Subpar food service denies right to healthy foods

A variety of pizzas in Dutch Hollow, one of many unhealthy options. (Katelyn Billings | Concordiensis)

When choosing a school, a prospective student considers many things. For most of us, class size and curriculum offerings are important. Many consider location, cost and extracurricular options when making their choice. I am not sure whether anyone considers food.

I do know that I, unfortunately, spent no time considering what food choices would be available to me for the four years I would be at college. Somehow, I don’t think that was unusual.

In hindsight, I find it both strange and naive that I spent no time on something so important.

Perhaps this was because many schools I visited offered me the option to try their cafeteria, and I found the food at those schools to be fine.

More likely, it never occurred to me that the food service would not include healthy appealing choices. I have been paying for this lack of attention daily, both literally and figuratively.
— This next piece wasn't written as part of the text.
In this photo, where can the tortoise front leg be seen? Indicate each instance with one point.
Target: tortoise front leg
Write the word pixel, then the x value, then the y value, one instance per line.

My first week at school I was treated to moldy blueberries, which was followed by an array of unhealthy and unappealing choices. Not a promising start.

When looking for healthy options, what I see are overcooked veggies drenched in butter and salt, vegetarian soup options that are often cream or starch-based, most of the proteins are fatty and/or prepared with too much butter or oil and served with a refined grain like pasta or white bread and while it is considered a healthy snack food, hummus and chips are not what I think of when someone says ‘vegetable.’

Yes, there is a salad bar option. Let’s talk about that. We live in Schenectady, and average temperatures for this time of year are normally between 15 and 30 degrees Fahrenheit. For a moment, I will skip the discussion about how salad should not be the only healthy option. It is cold outside. Is a hot healthy food option an unreasonable request?

It would be great if there could be a flavorful vegetable soup that was not laden with oil, butter, cream or starch. Some whole wheat or whole grain bread would also be nice. A vegetable side that was served sans butter would be welcome as well. And would it be too much trouble to offer an appetizing non-fatty meat option served with something other than a refined grain?

I know this is a small school, but I cannot be the only one who would like to see healthy and appealing food choices. Diversifying the menu at Union would impress potential students and would also improve the general atmosphere of dining. Students would be excited to go to dinner and would generally feel better with more healthy options.